Here and there, python is everywhere!
Now, Learning Python Functional Programming is just a scroll down away! All you need to do is sit down and read everything carefully. Practice this and become a pro python developer in 2021.
Informative Fact: Python is now the third most popular programming language in the world, with a usage rate of 12.21% and in February 2020, more than 65,000 developers took Stackoverflow’s annual developer survey. Isn’t that amazing?
So, What is functional programming in Python?
A problem is decomposed into a series of functions in purely Functional programming.
Functions in python are called first-class citizens. Which means that their characteristics match. These first-class functions are handled as if it is a variable. When a first-class variable is passed to another function as a parameter, it can be stored in a data structure or can be returned from functions.

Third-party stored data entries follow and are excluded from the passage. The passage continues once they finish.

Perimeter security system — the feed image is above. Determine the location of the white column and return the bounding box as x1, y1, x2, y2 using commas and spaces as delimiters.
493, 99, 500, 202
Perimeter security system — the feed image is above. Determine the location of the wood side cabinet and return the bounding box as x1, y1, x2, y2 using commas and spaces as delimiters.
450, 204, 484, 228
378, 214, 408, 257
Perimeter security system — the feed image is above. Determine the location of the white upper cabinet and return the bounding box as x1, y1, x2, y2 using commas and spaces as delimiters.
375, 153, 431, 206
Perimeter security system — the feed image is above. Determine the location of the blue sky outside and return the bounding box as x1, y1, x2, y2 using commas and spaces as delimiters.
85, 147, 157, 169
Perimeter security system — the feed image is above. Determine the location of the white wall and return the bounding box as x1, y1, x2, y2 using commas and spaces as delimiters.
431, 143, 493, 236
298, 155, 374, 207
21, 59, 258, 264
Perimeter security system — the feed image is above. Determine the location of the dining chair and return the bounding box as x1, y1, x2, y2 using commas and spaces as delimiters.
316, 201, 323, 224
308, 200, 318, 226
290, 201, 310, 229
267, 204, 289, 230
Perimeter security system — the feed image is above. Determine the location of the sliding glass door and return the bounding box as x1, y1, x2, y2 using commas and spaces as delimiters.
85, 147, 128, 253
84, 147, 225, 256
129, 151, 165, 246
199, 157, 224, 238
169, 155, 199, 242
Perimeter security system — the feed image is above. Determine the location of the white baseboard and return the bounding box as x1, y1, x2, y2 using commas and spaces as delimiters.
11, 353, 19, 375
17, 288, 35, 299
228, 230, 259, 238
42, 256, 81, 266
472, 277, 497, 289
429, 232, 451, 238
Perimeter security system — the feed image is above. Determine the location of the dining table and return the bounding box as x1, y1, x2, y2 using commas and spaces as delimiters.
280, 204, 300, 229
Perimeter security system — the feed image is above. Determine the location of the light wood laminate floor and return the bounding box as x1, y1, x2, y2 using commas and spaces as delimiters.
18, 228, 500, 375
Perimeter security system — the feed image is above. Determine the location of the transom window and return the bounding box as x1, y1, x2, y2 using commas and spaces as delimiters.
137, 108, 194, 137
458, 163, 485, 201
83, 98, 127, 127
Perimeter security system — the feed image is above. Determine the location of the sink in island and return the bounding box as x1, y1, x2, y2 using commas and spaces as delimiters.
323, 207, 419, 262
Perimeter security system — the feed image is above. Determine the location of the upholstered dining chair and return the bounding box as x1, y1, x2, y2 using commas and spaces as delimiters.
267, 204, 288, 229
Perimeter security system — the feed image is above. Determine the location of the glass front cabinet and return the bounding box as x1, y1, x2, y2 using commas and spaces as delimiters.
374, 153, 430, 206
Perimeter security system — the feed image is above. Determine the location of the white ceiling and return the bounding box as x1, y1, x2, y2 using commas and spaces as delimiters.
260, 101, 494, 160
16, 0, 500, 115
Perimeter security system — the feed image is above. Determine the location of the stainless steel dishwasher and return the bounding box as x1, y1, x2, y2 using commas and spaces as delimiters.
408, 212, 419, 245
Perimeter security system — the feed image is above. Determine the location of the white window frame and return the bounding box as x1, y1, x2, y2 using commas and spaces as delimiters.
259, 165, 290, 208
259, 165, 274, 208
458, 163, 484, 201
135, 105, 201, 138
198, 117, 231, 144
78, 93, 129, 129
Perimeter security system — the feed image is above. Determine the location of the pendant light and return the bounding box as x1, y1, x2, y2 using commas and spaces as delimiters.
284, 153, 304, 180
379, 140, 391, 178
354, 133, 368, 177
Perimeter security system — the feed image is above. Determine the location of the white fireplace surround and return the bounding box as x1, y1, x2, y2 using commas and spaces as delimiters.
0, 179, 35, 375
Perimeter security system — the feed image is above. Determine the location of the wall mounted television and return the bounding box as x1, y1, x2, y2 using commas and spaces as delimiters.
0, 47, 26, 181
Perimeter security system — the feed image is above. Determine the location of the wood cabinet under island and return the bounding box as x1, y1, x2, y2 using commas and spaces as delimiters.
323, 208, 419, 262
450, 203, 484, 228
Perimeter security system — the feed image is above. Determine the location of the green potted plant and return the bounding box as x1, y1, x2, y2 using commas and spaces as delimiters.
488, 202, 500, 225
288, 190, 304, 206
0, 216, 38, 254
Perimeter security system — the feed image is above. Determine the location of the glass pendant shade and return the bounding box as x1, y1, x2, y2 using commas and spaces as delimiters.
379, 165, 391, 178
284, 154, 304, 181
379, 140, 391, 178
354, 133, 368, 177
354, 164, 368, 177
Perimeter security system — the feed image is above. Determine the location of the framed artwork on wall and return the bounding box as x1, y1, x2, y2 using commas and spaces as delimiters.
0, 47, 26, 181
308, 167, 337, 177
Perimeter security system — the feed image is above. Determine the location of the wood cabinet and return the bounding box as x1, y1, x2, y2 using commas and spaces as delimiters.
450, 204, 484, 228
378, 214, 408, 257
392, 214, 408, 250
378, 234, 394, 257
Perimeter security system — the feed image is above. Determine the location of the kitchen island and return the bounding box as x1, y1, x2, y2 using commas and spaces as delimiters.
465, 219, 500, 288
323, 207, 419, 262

It is considered the opposite side of object-oriented programming language. Object-oriented languages work really well when you have a particularly fixed set of operations. Objects are small capsules that contain some internal state as well as a set of method calls that allow you to alter it, and programs are made up of the correct set of state changes.
The well-known functional programming language also has a Machine learning family including OCaml, Standard ML, etc. Python programs are written in the functional language style which doesn’t avoid all I/O or all assignments; instead of that, they have a functional-looking interface but use non-functional functionality internally.
Here, in Functional Programming in python, a good example you can take is: The implementation of a function will also use local variable assignments, but it will not change global variables or have any other side effects.
It may seem like Functional Languages can be tough to work with, But, why are you instance saying that learning the functional language would be easy?
Ikr! This is not as tough at all; All you have to do is follow every step in this article till the end.
Here, we are going to talk about how you can actually approach the functional programming paradigms in python. Firstly, you need to understand what Pure Functions are.
Let’s roll!!!
Pure Functions
It is just a function that does not have a side effect, and it returns the exact same thing every single time, you give it the same inputs. Thus, every time you call these functions with the same input, it always gives you the same output and it affects nothing else outside of it.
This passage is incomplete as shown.